Some years later, when the opportunity arose to acquire a subsidiary of Carson’s, CML Edwards – a team headed by Dion and Sega Nagendra, a highly respected corporate leader, took on the challenge and ventured into the construction industry. Dion, who had great analytical skills and was brilliant at numbers, grasped the business quickly, and the company grew steadily under his leadership. The cornerstones of their corporate philosophy were integrity, transparency and good governance.
Around this time Dion had set up his personal ‘pension plan’ for retired domestics, drivers, golf caddies, and friends and relations who had fallen upon hard times. Even when business was tough, particularly during the time of the war, the company policy of paying employees’ salaries on time was very strictly adhered to. He took it upon himself to ensure that the book lists of children of all members of staff were paid for by the company every year.
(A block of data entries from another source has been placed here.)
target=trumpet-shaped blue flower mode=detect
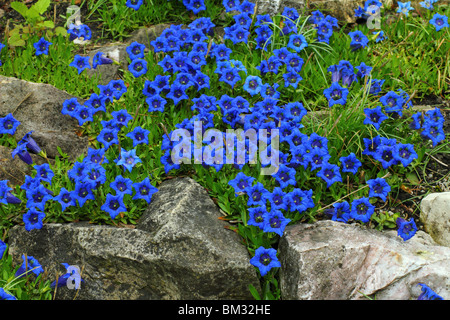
[250,246,281,277]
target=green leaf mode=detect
[42,20,55,29]
[406,172,420,186]
[11,1,28,19]
[30,0,50,14]
[8,34,25,47]
[248,284,261,300]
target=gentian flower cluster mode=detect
[309,10,339,44]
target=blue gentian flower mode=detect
[97,82,115,103]
[183,0,206,14]
[250,246,281,277]
[23,208,45,231]
[420,121,445,147]
[0,288,17,300]
[53,187,77,211]
[69,54,91,74]
[380,91,404,116]
[145,94,167,113]
[323,82,349,107]
[128,59,147,78]
[33,37,52,56]
[339,152,362,175]
[219,68,241,88]
[109,175,133,196]
[50,263,84,288]
[348,30,369,51]
[84,93,107,117]
[125,0,144,11]
[245,182,270,206]
[34,163,54,183]
[417,283,444,300]
[397,1,414,16]
[126,41,145,61]
[111,109,133,128]
[268,187,288,210]
[395,143,418,168]
[243,76,263,96]
[166,83,189,105]
[223,24,250,44]
[395,218,417,241]
[0,180,12,205]
[72,182,95,208]
[14,254,44,278]
[127,127,150,148]
[11,143,33,165]
[373,144,398,169]
[115,148,142,172]
[0,239,8,260]
[97,128,119,150]
[308,148,331,171]
[101,193,127,220]
[247,205,269,230]
[263,209,291,237]
[283,71,303,89]
[255,13,273,27]
[228,172,255,196]
[109,79,127,100]
[222,0,240,12]
[350,197,375,223]
[362,136,381,157]
[356,62,373,78]
[286,188,314,213]
[272,164,297,189]
[92,51,113,69]
[0,113,20,135]
[430,13,449,31]
[80,163,106,189]
[309,10,325,24]
[419,0,437,10]
[367,178,391,202]
[363,106,389,130]
[327,201,350,223]
[316,162,342,188]
[287,34,308,53]
[73,105,94,127]
[26,184,53,211]
[133,177,158,203]
[372,30,387,43]
[238,0,255,14]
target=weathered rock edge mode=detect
[9,178,259,300]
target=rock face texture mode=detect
[0,75,88,160]
[251,0,392,23]
[9,178,259,300]
[278,220,450,300]
[0,146,47,186]
[420,192,450,247]
[86,44,128,85]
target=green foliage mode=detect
[0,252,52,300]
[8,0,66,47]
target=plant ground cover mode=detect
[0,1,450,299]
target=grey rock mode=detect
[278,220,450,300]
[0,76,88,160]
[9,178,259,300]
[420,192,450,247]
[250,0,380,23]
[126,23,171,50]
[86,44,128,85]
[0,146,48,186]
When the dreaded disease struck Dion in June this year, his family and friends were devastated. Sherouza, Dimitri and Nadira did everything humanly possible to ensure that Dion had the best possible medical attention. A team of tireless, dedicated specialists made themselves available around the clock. After the initial shock wore off, Dion decided to take his illness head on. During walks at Galle Face on ‘good days’, he had to be reminded to slow down, and at times be told that he should not try to jog. His ailment gradually wore him down physically, but his mind remained as sharp as ever. Evenings were mostly spent in the TV room watching IPL, tennis, rugby, movies, and the news channels. Umma would sit quietly in her favourite seat nearby. His little brother Udenaka would visit him regularly and the two would reminisce about trips the Jayasuriya family made in their Borgward Isabella.
Dion had obviously inherited the intellect of his father M.D.F. Jayasuriya, a classics scholar and a President of the Chess Federation. Denzil Jayasuriya, Executive Director of United Tractors and Equipment, had been a school contemporary and close friend of legendary teacher D.N. Pereira. Dion’s counsel was often sought by his siblings, friends, relatives, businessmen and even heads of schools. Though not an overtly spiritual person, he had an English translation of the Dhammapada on his office desk which he referred to from time to time. He understood that the principle of impermanence applied to all living beings, and he came to terms with the inevitable. His transition from this existence to another, occurred very peacefully in the early hours of December 18.
Dion Jayasuriya has left a legacy of honesty and integrity, of friendship and sincerity, and of empathy and generosity. Sherouza, Dimitri, Nadira, his siblings, friends, relations and employees have a challenge ahead of them. Life after Dion.